Dal Vangelo secondo Giovanni
Gv 20,11-18
In quel tempo, Maria stava all’esterno, vicino al sepolcro, e piangeva. Mentre piangeva, si chinò verso il sepolcro e vide due angeli in bianche vesti, seduti l’uno dalla parte del capo e l’altro dei piedi, dove era stato posto il corpo di Gesù. Ed essi le dissero: «Donna, perché piangi?». Rispose loro: «Hanno portato via il mio Signore e non so dove l’hanno posto».
Detto questo, si voltò indietro e vide Gesù, in piedi; ma non sapeva che fosse Gesù. Le disse Gesù: «Donna, perché piangi?
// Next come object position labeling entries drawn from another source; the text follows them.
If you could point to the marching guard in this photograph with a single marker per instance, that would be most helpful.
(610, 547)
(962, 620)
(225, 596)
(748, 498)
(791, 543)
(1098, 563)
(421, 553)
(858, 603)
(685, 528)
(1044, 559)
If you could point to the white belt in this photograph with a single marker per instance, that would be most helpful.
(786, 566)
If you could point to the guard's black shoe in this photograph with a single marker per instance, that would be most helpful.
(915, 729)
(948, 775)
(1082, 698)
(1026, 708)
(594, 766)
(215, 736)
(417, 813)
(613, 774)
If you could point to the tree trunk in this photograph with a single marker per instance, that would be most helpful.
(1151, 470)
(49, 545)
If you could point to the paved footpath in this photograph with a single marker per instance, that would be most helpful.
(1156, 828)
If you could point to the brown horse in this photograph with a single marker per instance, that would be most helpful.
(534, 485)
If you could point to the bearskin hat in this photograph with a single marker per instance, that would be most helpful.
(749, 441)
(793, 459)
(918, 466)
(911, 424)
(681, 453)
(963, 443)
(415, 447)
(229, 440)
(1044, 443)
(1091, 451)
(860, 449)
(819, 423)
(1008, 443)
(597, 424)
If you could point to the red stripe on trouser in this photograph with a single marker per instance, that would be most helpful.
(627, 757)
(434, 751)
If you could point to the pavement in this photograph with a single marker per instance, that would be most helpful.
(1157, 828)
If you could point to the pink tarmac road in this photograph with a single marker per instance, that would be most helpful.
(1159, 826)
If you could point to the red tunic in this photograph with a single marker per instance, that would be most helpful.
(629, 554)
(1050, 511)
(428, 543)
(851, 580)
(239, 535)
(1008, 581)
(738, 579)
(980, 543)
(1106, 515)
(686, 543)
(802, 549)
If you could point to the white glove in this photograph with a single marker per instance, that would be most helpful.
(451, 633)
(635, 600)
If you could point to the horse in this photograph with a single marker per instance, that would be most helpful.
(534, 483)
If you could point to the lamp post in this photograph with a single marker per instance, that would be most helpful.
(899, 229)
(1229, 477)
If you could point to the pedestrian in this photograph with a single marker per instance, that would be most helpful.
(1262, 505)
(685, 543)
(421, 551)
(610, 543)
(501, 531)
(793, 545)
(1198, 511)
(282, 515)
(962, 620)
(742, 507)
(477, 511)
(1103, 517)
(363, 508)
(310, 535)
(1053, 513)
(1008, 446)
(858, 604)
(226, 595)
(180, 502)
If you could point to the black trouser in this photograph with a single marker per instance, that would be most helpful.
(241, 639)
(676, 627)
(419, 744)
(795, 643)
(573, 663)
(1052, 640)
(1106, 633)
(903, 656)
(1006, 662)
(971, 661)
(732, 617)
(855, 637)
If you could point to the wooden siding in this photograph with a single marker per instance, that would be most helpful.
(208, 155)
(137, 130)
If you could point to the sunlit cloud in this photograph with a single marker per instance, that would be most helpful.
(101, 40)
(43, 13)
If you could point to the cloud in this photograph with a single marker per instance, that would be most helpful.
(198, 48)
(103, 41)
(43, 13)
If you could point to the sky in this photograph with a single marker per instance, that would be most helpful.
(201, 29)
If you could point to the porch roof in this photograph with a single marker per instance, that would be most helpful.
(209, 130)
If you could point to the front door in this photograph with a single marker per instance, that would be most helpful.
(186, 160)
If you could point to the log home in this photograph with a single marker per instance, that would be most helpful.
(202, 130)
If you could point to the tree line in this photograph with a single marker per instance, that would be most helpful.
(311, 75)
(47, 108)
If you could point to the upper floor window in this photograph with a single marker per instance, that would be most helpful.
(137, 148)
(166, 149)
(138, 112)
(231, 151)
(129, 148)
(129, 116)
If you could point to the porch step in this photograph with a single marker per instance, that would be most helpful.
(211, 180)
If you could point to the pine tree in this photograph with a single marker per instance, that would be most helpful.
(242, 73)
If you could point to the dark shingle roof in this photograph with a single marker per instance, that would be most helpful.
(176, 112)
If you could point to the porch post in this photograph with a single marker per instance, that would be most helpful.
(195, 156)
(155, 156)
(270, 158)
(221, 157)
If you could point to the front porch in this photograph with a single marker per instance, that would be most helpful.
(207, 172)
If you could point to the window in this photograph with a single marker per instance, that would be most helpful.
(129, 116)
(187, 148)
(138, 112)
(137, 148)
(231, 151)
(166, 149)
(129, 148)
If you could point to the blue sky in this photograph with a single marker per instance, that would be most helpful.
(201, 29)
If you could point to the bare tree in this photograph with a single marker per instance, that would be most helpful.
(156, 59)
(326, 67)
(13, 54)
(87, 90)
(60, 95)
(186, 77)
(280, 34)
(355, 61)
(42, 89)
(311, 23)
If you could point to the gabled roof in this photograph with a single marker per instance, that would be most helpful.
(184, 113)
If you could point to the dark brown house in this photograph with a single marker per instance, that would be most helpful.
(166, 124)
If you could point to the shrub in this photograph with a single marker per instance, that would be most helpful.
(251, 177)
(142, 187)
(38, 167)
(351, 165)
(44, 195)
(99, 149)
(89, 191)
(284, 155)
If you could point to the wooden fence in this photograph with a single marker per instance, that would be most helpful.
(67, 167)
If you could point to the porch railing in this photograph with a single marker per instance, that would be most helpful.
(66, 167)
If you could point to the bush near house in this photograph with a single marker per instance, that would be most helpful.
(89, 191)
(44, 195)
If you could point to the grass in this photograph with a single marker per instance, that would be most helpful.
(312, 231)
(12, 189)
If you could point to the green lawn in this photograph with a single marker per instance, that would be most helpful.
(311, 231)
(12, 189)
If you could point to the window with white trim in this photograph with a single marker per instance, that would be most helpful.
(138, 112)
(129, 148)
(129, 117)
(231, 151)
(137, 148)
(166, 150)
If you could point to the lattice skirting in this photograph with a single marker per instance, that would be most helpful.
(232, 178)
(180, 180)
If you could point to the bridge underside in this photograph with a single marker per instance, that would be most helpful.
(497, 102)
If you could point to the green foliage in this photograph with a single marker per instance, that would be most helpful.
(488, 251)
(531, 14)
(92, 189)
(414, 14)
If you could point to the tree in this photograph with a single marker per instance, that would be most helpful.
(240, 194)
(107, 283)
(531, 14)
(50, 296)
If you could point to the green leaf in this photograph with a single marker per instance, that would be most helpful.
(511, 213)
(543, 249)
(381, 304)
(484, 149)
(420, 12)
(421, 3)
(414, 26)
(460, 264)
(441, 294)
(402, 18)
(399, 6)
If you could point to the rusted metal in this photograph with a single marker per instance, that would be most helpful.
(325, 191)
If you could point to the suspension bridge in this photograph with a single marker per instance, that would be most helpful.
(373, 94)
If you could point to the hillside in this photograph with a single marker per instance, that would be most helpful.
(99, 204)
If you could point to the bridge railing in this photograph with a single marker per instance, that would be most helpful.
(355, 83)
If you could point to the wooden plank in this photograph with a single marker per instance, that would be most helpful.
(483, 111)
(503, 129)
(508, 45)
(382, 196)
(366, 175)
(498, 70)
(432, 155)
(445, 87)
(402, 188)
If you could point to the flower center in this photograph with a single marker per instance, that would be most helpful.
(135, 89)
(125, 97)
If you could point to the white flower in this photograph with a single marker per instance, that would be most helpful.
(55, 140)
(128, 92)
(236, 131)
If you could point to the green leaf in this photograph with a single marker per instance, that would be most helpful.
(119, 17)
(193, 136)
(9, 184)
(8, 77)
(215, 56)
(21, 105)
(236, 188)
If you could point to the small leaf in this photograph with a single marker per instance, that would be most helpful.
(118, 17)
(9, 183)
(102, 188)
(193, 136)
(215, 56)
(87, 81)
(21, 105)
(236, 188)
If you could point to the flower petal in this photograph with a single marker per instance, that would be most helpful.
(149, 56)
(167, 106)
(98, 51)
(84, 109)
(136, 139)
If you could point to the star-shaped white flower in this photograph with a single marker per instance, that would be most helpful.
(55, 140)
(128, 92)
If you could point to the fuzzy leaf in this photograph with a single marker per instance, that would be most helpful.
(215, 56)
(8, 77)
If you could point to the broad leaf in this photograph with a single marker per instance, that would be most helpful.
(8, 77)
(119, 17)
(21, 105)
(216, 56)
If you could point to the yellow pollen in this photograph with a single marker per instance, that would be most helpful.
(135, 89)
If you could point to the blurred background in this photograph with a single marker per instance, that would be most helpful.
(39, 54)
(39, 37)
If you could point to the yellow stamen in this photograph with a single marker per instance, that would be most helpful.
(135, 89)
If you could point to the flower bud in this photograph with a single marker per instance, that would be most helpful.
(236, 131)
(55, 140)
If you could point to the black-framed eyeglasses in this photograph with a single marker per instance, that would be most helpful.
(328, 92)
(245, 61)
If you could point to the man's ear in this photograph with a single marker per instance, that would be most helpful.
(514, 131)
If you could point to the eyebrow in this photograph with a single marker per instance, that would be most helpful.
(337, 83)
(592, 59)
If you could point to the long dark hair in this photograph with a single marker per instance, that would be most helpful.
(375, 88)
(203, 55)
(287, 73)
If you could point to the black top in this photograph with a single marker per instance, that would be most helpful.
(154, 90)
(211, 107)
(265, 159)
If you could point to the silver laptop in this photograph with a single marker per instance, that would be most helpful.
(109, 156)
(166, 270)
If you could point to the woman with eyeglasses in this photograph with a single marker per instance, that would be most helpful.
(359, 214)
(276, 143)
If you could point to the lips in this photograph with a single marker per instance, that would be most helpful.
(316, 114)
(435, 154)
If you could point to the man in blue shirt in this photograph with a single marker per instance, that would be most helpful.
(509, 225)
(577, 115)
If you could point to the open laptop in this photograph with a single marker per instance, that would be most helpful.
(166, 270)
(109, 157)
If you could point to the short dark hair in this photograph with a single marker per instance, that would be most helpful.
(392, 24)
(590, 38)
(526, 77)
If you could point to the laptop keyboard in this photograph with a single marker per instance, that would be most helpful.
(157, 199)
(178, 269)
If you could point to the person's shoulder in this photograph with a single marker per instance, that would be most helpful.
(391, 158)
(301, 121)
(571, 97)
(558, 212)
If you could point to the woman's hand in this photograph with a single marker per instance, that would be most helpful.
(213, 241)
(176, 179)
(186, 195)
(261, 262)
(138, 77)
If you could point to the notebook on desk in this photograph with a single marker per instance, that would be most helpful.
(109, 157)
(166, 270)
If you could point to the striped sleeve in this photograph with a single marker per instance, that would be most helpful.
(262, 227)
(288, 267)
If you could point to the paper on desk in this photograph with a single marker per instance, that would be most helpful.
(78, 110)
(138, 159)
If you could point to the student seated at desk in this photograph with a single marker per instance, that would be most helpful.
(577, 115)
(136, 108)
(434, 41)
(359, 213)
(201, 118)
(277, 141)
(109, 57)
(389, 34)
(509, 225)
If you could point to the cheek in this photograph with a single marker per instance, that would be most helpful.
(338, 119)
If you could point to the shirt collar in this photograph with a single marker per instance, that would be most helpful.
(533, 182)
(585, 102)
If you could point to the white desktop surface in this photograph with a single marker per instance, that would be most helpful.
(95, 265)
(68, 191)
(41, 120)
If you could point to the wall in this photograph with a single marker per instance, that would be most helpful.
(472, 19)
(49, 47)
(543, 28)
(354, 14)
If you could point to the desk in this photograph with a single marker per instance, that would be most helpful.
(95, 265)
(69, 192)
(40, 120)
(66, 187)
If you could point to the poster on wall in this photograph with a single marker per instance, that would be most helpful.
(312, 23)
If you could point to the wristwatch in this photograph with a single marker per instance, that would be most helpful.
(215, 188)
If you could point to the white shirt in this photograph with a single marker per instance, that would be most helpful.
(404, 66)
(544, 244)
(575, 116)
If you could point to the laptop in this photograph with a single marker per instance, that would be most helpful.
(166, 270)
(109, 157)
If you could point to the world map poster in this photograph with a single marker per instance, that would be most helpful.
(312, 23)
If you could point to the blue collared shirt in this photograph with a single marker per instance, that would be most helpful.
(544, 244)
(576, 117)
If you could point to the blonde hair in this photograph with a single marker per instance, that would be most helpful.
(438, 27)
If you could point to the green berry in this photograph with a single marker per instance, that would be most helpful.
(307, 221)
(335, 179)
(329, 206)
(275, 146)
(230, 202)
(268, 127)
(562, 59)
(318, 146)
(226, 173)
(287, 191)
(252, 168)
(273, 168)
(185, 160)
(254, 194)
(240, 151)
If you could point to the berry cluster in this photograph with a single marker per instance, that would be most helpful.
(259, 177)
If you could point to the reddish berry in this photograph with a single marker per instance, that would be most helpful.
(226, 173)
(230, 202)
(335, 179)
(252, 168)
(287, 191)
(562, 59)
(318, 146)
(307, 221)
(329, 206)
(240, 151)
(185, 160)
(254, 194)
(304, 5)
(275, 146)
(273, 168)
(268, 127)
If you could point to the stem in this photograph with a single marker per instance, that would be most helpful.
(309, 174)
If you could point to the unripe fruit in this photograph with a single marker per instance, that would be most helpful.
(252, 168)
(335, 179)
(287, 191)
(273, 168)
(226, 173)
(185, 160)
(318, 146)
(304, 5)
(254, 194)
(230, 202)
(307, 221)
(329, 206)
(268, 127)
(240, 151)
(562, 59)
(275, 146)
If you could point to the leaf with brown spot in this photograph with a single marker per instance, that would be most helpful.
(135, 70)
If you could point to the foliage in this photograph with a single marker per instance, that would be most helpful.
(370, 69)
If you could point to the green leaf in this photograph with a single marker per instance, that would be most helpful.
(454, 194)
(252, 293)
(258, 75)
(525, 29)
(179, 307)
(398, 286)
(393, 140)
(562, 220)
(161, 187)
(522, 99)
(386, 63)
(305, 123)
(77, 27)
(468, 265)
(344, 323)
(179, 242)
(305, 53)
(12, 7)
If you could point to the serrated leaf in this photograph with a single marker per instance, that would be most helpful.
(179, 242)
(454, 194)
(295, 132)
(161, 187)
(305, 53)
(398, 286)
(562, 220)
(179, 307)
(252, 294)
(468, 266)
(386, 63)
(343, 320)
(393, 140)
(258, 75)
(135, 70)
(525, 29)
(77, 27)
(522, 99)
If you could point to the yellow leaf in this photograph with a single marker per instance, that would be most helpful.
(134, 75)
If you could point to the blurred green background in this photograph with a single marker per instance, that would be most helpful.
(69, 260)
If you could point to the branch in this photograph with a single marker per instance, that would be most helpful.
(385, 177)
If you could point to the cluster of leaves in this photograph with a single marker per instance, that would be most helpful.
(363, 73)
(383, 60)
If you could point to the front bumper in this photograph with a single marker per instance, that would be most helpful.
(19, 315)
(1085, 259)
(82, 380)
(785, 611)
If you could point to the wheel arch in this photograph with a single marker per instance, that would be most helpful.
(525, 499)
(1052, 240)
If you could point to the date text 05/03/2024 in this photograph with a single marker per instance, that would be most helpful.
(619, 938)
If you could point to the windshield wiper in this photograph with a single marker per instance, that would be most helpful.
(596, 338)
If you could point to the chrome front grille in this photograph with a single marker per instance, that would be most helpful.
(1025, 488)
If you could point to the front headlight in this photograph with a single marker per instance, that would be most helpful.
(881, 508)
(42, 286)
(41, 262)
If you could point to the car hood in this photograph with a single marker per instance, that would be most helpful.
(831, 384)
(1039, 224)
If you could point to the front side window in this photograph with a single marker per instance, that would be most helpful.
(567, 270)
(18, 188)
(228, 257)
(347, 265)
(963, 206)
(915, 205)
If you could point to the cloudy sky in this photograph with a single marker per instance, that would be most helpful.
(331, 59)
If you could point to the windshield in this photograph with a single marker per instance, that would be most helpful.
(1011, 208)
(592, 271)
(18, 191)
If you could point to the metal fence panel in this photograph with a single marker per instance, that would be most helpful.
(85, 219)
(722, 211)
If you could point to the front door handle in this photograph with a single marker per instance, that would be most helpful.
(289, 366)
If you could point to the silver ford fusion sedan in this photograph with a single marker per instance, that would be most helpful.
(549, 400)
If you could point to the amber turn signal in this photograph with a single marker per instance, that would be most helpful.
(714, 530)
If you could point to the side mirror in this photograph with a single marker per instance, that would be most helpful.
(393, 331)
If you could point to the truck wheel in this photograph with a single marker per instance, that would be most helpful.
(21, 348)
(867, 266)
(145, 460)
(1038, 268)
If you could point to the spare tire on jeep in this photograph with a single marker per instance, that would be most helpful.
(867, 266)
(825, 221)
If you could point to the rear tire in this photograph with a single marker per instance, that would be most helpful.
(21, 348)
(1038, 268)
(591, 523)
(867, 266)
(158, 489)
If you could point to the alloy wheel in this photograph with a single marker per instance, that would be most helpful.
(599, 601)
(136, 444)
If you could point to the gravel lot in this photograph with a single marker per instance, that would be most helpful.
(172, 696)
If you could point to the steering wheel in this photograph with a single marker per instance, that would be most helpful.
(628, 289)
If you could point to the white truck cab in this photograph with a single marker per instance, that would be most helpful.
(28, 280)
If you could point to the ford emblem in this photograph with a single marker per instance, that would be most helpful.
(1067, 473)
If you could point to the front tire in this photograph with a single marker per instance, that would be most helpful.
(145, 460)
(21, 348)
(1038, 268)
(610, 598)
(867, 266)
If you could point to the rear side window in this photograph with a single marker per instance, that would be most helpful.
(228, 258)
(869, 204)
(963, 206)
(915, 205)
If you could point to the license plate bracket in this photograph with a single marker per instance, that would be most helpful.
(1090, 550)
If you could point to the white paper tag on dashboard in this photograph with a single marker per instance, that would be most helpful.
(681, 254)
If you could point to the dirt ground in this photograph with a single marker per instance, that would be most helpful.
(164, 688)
Chi cerchi?». Ella, pensando che fosse il custode del giardino, gli disse: «Signore, se l’hai portato via tu, dimmi dove l’hai posto e io andrò a prenderlo». Gesù le disse: «Maria!». Ella si voltò e gli disse in ebraico: «Rabbunì!» – che significa: «Maestro!». Gesù le disse: «Non mi trattenere, perché non sono ancora salito al Padre; ma va’ dai miei fratelli e di’ loro: “Salgo al Padre mio e Padre vostro, Dio mio e Dio vostro”».
Maria di Màgdala andò ad annunciare ai discepoli: «Ho visto il Signore!» e ciò che le aveva detto.
Il pianto è esperienza comune degli uomini, è commozione, è gioia, è dolore, è sfogo, è spesso anche rabbia e desolazione, è il nostro essere che si libera dai sentimenti forti che prova e che si porta dentro. Le lacrime sono anche un dono, sono la capacità di vincere la durezza del cuore per farci umani, comprensivi, veri, anche liberi. Spesso occorre chiedere la grazia delle lacrime per offrire a noi stessi la capacità di partecipazione umana a quel che ci capita.
Dice il vangelo, che chi piange dopo la risurrezione di Gesù è una donna, che lo aveva seguito, l’aveva ascoltato, cui deve la serenità ritrovata della sua vita. Era stata liberata da sette demoni, da allora aveva ricominciato a vivere libera, serena, socievole. Era diventata se stessa, non doveva più soggiacere a potenze maligne che la abitavano e la espropriavano della sia identità, dei suoi sentimenti, delle sue relazioni. Gesù l’aveva ridonata alla socialità. E lei l’aveva seguito, non l’aveva più abbandonato; l’aveva annunciato a tutti il mattino, aveva ridestato dal torpore e dall’adattamento gli apostoli; quel primo giorno dopo il sabato era stata lei a ridare speranza a tutti
Là il corpo non c’è più. Nella sua semplicità pensava solo di poterlo abbracciare cadavere, non era ancora riuscita a entrare nel mistero vero di Gesù, che le aveva cacciato i demoni. Sapeva che era molto di più: aveva detto che Lui era il vivente, il signore della storia e non poteva adattarsi ad essere prigioniero di un cadavere.
Da qui il pianto sconsolato, ma anche il bellissimo dialogo con Gesù. Si sente chiamare con il suo nome: Maria. Quanto ti fa piacere sentirti chiamare per nome, sapere che qualcuno ti conosce, ti parla, ti tira fuori dalla tua solitudine, ti significa col tono della voce che ti desidera, ti ama, ti vuole bene.
E Maria sentendosi chiamare non può non ritrovare in quella voce il suo maestro. Rabbunì, tu mi hai insegnato di nuovo a vivere, io sono ancora qui, ti pensavo perso per sempre, perché non ti avevo creduto. Ora so che sei tutta la mia vita non solo quella passata, ma anche la vita futura, soprattutto quella che oggi mi doni e che annuncerò a tutti. E la Maddalena divenne per tutti noi l’annuncio che Dio in Gesù risorto non ci abbandona mai.